If only someone would go through the internet and categorise every web page with details of what it does, what it applies to, who wrote it, when it was written, why it was written and what it might be useful for. And then keep that information up to date.

Any volunteers?


Going forth (update #4)

Woke up at 8-ish this morning. Lilian finally made it to sleep, so I left her to it and read LJ/updated. Ate banana on toast. How rock'n'roll am I?

Lilian woke up at 12:20, which was lucky, as I was going to wake her at 12:30 so that we could head off at 12:45 when spikeiowa arrived. Which she duly did, a mere 5 minutes early.

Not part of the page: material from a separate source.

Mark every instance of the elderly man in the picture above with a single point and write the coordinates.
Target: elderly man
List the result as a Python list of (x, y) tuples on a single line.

When our loins were girded and our tea was drunk we headed in the direction of the Museum o Computer History, where we were fully entertained for a couple of hours by a guide who clearly knew his business, liked computers and used to work for IBM. They had everything from abacuses to a chunk of ENIAC to a Cray 1 (which Lilian got a photo of me with). It was fantastic, and I highly recomennd that anyone visiting SF give it a look.

Afterwards we headed to Target, where I bought sandals, then Frys, where I got a USB cable for my Palm and Lilian bought a new camera, then to a mexican restaurant for dinner (nice, but I was able to eat about half, as I was stuffed). Lilian and Spike gave me a good briefing on what to expect at Corflu in Vegas this weekend. It sounds like the convention bit will be fun, although we both intend to spend a fair amount of time lounging by the pool and investigating ridiculous ongoings on The Strip. Las Vegas is possibly the most fake place on the planet, something I intend to explore fully, to get all the fake out of my system if I possibly can.

And now home, feeling rather exhausted but happy. Not sure about updates/email for the next few days - it depends on the internet access in Vegas.

catamorphism - we touch down at 6:30 on Tuesday. We'll be over ASAP after that. Looking forward to meeting you then.